Review: Nu-school jazz talent Alfa Mist drops another album for the US label Anti, for what has been described as his most fully-realised and emotive project to date. Following up 2021's Bring Backs and a spate of EPs put out since then, Variables leans further into abstract conceptual jazz, neo-soul and hip-hop territory, through uniquely resonant, broken instrumentals and gloomy rap features. The album seems to veer between stressful, beat-centric urgency and blue, sleep-deprived comedown moods. The main throughline, though, is its unparalleled musicianship; there really isn't much topping it.

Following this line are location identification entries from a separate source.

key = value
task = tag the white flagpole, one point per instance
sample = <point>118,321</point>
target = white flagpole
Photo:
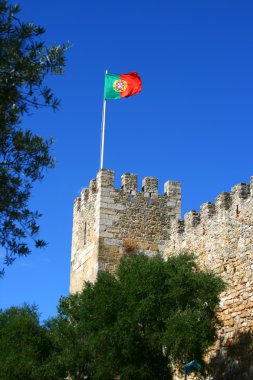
<point>103,133</point>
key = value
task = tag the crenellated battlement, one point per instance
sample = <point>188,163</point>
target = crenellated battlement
<point>221,238</point>
<point>108,221</point>
<point>239,197</point>
<point>129,185</point>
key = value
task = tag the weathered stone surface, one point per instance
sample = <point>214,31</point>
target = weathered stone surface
<point>109,222</point>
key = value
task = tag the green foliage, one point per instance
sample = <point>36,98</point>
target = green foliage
<point>24,345</point>
<point>25,62</point>
<point>153,314</point>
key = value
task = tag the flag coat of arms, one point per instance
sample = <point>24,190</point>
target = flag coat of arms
<point>121,85</point>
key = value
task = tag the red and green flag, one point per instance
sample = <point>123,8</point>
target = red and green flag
<point>122,85</point>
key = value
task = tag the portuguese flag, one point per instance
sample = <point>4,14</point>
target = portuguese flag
<point>122,85</point>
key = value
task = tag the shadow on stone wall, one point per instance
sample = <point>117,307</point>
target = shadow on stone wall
<point>235,361</point>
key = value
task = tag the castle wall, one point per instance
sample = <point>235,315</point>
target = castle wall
<point>221,237</point>
<point>109,222</point>
<point>119,220</point>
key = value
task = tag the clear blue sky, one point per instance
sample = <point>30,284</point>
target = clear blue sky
<point>192,122</point>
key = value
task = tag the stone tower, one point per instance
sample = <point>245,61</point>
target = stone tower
<point>108,222</point>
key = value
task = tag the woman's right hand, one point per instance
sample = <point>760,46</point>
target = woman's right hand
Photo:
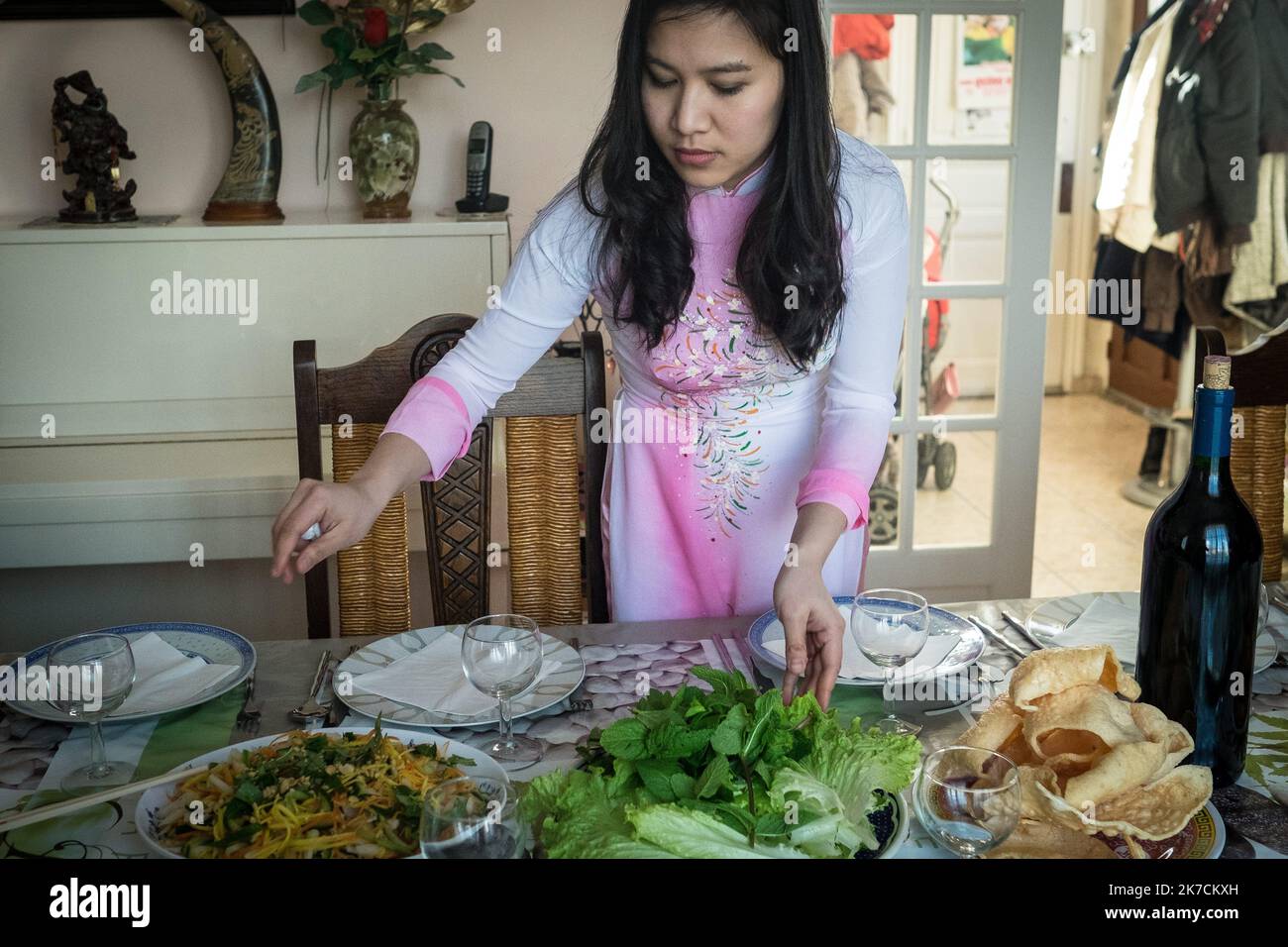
<point>344,513</point>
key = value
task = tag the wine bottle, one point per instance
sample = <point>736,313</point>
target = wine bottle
<point>1199,592</point>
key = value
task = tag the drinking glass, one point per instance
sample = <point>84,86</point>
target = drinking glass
<point>501,655</point>
<point>967,799</point>
<point>471,817</point>
<point>890,628</point>
<point>89,677</point>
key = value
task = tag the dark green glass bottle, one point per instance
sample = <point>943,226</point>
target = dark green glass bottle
<point>1199,592</point>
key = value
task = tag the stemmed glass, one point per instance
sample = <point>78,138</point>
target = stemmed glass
<point>967,799</point>
<point>890,628</point>
<point>501,655</point>
<point>471,817</point>
<point>89,677</point>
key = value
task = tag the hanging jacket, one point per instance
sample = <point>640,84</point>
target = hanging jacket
<point>1209,121</point>
<point>1270,22</point>
<point>867,35</point>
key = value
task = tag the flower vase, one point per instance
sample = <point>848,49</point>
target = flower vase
<point>385,150</point>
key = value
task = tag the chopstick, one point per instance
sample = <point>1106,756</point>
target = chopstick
<point>68,805</point>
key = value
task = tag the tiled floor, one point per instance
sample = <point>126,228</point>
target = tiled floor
<point>1087,536</point>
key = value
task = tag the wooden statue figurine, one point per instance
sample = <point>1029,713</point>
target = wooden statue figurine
<point>95,146</point>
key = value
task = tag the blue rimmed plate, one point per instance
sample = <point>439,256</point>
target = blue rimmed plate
<point>210,643</point>
<point>550,692</point>
<point>970,646</point>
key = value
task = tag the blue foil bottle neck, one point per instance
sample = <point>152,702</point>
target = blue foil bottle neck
<point>1212,411</point>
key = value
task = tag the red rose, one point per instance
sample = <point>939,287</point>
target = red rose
<point>375,27</point>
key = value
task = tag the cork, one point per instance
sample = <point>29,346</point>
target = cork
<point>1216,372</point>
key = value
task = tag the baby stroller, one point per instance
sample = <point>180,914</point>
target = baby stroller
<point>932,451</point>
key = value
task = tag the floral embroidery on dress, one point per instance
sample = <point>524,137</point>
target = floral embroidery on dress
<point>722,369</point>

Review: Alfa Mist and Amika Quartet share a new ennead of never-heard-before tracks, alongside a few expansions on earlier releases: Recurring. An eternal return of saintly jazz and storytelling hip-hop, the record comes hot on the heels of Mist's recent Variables LP (2023) and the Manchester quartet's Amika's earlier 'Exist' release from earlier in 2024. The latter group have toured extensively with Alfa Mist in recent years, and the new live record notably foreruns its full release with a new exclusive, 'Checkpoint (Violence)', on which Mist not only drums, but at the same time MCs, with verve and flair. Here Mist concept-checks everything from modern-day apartheid to astrology (and exasperations thereof - "don't ask me your starsign"). Amika, meanwhile, embellish each mix with searing string arcos and long fibrous tugs, which seem, ironically, to assure us about the future, though they do lend the songs a demure mood: "don't fret".